Comment juger d’un long-métrage qui n’en est pas un ? Comment l’évaluer parmi les autres ? Relatos Salvajes, film à sketch du réalisateur argentin Damián Szifrón, pose problème au sein de la compétition officielle.

Le film, projeté ce samedi matin, a démarré en trombe. Dès la scène d’ouverture, applaudissements. Après le second sketch, applaudissements. Après le troisième, rebelote. La salle s’est même octroyée la liberté d’applaudir au beau milieu de quelques scènes, ponctuant une ou deux longues répliques bien crachées (oui, les personnages sont des sauvages). Pourquoi une telle ferveur ? Parce que le film est à plusieurs titres, jubilatoire.

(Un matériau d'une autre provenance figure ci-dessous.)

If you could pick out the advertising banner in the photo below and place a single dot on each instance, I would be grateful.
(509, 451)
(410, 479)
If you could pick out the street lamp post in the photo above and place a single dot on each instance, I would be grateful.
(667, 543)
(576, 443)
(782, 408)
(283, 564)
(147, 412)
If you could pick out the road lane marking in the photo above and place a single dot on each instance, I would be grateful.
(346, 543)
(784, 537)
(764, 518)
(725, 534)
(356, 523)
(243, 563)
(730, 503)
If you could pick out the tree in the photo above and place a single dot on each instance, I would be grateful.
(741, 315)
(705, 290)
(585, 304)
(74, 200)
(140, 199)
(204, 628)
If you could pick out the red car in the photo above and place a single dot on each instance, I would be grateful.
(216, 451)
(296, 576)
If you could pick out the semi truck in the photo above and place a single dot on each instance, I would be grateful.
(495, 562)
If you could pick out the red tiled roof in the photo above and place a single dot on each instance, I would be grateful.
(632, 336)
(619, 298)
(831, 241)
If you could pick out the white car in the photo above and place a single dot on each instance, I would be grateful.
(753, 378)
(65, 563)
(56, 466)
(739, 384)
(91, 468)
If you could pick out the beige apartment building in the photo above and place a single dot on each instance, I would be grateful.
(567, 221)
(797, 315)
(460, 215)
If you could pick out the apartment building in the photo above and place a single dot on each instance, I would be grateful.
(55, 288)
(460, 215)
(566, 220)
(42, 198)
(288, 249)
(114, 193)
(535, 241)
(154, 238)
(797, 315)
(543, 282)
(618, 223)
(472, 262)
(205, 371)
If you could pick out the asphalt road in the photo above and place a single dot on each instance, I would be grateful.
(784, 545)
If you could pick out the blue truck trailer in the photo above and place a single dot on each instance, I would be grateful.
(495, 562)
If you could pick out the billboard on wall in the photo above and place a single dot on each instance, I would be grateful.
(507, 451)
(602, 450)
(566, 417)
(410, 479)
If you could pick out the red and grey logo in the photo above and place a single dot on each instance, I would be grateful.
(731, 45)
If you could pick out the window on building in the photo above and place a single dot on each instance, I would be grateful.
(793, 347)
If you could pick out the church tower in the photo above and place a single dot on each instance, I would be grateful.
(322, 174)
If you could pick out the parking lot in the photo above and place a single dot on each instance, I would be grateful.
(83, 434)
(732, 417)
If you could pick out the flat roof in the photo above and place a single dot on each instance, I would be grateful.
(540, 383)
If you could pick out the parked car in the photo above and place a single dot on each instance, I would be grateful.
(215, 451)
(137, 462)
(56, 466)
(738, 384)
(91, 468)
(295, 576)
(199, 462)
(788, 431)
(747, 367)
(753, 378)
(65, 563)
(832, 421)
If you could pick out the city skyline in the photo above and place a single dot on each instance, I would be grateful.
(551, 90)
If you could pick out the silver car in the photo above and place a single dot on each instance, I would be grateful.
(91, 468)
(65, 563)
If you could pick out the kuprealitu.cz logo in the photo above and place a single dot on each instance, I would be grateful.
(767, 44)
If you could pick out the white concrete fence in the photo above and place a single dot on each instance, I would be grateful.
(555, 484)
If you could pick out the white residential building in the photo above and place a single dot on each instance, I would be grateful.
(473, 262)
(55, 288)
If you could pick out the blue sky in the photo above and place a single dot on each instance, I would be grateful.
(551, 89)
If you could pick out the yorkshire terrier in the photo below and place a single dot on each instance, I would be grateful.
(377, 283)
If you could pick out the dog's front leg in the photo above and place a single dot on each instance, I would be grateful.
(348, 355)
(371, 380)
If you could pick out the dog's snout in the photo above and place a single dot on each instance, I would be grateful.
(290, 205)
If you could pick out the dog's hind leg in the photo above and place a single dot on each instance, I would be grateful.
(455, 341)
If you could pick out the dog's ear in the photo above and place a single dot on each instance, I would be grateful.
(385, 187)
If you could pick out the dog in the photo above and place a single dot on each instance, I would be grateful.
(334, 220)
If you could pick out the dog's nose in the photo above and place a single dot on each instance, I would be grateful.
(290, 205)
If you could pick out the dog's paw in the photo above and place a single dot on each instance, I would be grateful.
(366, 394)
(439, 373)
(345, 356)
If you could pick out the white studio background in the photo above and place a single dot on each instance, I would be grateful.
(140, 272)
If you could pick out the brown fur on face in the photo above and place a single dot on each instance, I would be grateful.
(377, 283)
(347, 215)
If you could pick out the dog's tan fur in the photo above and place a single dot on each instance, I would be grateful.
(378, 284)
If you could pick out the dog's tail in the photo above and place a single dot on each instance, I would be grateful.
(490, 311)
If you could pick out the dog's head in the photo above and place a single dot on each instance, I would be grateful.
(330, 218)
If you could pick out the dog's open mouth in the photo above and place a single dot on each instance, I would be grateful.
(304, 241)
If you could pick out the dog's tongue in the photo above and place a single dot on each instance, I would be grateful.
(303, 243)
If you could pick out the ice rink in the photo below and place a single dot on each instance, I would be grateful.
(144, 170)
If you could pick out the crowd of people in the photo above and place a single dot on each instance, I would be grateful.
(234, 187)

Divisé en six court-métrages à la narration parfaitement maîtrisée, Relatos Salvajes fait dérailler six situations initiales de manière complètement délirante. Chaque sketch se déploie de façon expansive, du plus court au plus long. Dans chacun, des personnages sont confrontés malgré eux à une situation de crise dont ils ne parviennent à s’extirper, victimes de forces démesurément plus puissantes que les leurs. A la manière un peu loufoque et brillante des frères Coen dans Barton Fink, Fargo ou No country for old men, l’auteur réalisateur parvient avec brio à faire surgir l’incongruité dans le quotidien. Le cinéaste développe un réel talent à prendre de court les attentes du spectateur, en créant des situations improbables, dans lesquelles les personnages sortent de leurs gonds, emploient la manière forte, révélant ainsi leur part animale, sauvage, violente, voire meurtrière, là où la situation initiale ne s’y prêtait guère.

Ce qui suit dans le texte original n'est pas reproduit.